HE News Brief 22.10.12
By Abby Chau
- KENYA: New rankings system causing a stir
- UNITED KINGDOM: Anonymous lecturer paints a troubling picture
- WORLD: New metrics for international rankings
- UNITED KINGDOM: Fallout from LMU’s license revocation
The announcement of a new ranking initiative has caused a stir in Kenya, where the state of higher education, some are saying, is in dire need of restructuring due to insufficient number of teaching staff and overcrowding. In order to revamp its universities, and to keep students from going abroad, the Commission for Higher Education (CHE), has plans to develop a ranking systems in order to set standards and evaluate institutions. Some of the indicators mentioned will be employer satisfaction, facilities, and student ratios. Currently institutions utilise Webometrics, an international ranking system which measures web presence, in order to gauge performance. Some critics however argue that a ranking system should consider the fallout for low ranking universities.
An anonymous lecturer interviewed by the BBC Wales has claimed that standards are dropped for international students and that British universities are lowering standards in order to recruit international students, who pay more tuition fees than domestic students. The lecturer, who wanted to keep his identity a secret, voiced his concern over the practices of internationalisation at all costs, and the lowering of quality which may be a consequence. It has been estimated that international students contribute £5 billion to the economy. As part of a wider investigation, BBC Wales have been allowed access and will examine sample dissertations from Cardiff Metropolitan University and the University of Wales, Newport in the next few weeks.

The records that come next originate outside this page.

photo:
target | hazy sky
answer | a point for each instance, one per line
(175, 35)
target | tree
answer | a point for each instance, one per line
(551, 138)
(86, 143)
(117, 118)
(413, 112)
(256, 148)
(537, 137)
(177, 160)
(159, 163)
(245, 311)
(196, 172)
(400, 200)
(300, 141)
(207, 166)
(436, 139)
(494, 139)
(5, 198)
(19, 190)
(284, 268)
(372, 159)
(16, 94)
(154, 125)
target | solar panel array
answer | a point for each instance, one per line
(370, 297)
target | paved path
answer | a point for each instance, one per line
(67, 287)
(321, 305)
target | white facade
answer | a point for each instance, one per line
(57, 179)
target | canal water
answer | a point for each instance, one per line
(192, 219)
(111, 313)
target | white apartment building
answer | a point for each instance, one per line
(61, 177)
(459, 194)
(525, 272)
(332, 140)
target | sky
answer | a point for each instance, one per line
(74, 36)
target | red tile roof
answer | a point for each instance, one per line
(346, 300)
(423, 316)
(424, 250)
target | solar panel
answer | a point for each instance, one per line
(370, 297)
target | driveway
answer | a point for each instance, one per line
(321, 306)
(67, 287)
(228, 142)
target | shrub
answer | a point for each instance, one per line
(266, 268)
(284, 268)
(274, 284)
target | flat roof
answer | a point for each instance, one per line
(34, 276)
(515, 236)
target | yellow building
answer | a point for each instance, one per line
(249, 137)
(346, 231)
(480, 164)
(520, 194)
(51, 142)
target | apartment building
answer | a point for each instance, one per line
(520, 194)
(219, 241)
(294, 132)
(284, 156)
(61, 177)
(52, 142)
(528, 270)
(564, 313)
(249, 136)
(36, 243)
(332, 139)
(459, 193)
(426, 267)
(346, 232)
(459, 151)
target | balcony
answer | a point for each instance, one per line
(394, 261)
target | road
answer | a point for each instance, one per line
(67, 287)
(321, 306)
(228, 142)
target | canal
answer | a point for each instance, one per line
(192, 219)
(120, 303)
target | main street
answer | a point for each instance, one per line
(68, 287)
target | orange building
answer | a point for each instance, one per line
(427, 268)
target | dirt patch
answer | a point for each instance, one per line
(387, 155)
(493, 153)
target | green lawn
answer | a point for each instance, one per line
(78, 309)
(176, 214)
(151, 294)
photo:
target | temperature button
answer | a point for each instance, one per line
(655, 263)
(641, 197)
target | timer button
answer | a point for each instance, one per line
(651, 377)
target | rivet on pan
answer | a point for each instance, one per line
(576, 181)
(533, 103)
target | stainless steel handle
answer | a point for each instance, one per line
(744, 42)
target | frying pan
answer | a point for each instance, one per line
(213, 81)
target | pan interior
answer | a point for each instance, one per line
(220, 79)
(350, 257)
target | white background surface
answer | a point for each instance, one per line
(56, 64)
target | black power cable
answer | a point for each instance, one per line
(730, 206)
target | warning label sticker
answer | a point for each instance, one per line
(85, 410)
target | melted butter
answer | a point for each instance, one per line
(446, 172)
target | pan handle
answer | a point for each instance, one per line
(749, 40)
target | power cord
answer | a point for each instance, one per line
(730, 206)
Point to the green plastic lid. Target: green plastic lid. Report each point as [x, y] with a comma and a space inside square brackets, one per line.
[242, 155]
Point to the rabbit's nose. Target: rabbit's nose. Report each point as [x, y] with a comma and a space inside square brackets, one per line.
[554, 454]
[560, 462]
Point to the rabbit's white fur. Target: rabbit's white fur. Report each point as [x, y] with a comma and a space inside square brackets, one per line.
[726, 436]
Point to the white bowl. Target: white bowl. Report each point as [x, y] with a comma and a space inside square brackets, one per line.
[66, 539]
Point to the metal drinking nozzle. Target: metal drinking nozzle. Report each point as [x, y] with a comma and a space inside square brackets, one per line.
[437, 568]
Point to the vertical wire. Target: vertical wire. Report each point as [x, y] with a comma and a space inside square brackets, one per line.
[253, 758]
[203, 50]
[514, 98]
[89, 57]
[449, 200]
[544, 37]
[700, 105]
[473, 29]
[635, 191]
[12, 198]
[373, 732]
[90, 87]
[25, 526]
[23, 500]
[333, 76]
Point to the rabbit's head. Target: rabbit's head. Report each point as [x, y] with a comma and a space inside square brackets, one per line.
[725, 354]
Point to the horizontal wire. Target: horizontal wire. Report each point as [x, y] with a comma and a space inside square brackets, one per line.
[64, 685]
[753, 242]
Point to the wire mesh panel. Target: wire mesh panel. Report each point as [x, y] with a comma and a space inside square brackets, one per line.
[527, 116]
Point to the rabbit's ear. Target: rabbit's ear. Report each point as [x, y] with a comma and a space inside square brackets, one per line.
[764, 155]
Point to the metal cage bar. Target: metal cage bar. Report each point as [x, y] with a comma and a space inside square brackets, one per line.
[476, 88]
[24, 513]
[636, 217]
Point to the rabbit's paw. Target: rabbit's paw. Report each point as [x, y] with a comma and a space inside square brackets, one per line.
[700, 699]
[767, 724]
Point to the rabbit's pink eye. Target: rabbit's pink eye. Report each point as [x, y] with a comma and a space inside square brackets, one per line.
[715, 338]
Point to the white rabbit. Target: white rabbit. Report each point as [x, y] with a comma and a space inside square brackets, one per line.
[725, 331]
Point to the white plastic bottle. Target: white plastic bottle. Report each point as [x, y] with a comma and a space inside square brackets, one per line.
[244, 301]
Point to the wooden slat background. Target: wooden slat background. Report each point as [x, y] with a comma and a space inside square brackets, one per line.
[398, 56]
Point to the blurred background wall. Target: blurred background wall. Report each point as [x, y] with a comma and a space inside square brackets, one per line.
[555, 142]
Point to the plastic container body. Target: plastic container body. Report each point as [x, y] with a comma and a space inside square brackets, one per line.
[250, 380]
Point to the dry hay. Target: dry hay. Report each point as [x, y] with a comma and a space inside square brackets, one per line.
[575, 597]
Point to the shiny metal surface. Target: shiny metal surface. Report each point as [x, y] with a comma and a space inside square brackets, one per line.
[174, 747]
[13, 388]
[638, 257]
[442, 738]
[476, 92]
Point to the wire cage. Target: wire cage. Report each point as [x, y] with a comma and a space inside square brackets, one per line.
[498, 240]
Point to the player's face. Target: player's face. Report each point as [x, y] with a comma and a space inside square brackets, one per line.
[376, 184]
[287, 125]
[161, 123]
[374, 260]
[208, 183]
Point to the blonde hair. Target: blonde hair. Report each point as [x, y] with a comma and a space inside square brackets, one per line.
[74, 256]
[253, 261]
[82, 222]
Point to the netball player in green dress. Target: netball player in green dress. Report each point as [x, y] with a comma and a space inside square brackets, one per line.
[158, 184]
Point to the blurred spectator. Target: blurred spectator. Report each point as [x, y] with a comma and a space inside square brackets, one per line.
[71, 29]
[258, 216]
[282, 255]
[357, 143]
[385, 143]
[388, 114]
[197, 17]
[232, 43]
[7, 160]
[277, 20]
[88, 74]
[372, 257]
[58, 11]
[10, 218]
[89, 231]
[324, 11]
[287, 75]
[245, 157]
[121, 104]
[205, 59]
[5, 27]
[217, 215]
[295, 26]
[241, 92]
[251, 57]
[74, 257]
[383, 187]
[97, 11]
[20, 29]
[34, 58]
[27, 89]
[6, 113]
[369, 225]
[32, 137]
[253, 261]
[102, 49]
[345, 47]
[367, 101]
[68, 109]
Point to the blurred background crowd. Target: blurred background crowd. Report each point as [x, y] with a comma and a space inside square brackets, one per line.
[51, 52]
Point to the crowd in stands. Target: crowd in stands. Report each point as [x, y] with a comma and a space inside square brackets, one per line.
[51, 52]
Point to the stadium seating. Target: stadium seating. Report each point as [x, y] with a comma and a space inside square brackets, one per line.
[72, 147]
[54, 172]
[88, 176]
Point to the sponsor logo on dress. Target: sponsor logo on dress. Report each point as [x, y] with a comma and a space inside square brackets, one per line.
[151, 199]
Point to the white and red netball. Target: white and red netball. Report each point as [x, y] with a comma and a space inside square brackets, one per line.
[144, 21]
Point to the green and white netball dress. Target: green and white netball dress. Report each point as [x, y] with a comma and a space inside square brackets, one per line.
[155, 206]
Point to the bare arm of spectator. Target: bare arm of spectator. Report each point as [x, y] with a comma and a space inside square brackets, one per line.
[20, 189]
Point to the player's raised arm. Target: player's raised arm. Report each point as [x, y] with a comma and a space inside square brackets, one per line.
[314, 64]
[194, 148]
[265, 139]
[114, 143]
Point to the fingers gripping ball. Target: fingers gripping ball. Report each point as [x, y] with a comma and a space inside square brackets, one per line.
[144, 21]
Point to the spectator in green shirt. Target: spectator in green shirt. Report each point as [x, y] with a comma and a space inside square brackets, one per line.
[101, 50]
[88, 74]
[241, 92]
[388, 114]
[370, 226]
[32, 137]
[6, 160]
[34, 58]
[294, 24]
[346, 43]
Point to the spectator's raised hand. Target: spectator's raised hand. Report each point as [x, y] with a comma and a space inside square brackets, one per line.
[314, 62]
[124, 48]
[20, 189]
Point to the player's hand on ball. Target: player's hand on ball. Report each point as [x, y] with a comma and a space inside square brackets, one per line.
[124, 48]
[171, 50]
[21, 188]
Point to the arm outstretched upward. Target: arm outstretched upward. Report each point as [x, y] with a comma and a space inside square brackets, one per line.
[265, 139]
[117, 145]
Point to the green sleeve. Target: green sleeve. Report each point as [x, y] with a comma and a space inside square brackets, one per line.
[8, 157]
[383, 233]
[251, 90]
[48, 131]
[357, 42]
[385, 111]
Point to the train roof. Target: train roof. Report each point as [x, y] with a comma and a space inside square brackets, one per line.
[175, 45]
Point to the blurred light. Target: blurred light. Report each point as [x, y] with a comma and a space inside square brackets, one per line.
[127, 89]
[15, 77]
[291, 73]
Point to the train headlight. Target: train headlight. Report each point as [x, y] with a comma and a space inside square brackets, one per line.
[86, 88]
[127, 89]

The Washington Monthly’s ranking of US institutions, according to this article, utilises metrics which measure return investment which is a missing indicator in most international ranking systems. For instance, the Washington’s Monthly ranking system, which has been in existence since 2006 utilises actual graduation rates versus projected estimates, arguing that top institutions should have higher graduation rates. The other indicator which may merit attention is an index which measures the education of students against costs, providing a picture of return investment for parents and students who may not be able to afford the fees which tend to be associated with universities in traditional international ranking systems.
According to the latest statistics, when the London Metropolitan University’s license was revoked in August, it has lost half of its international students. Students were given a choice to stay at the institution until the end of the academic year, but only approximately 50% decided to stay at the university. Other institutions launched campaigns to recruit students from the university and the actual statistics of where international students, who decided not to stay with LMU, have decided to go to. LMU’s vice-chancellor Malcolm Gilles have attempted to calm fears that the university may falter, saying that the institution is dealing with the license revocation and all measures are being considered to make sure the university delivers a quality education.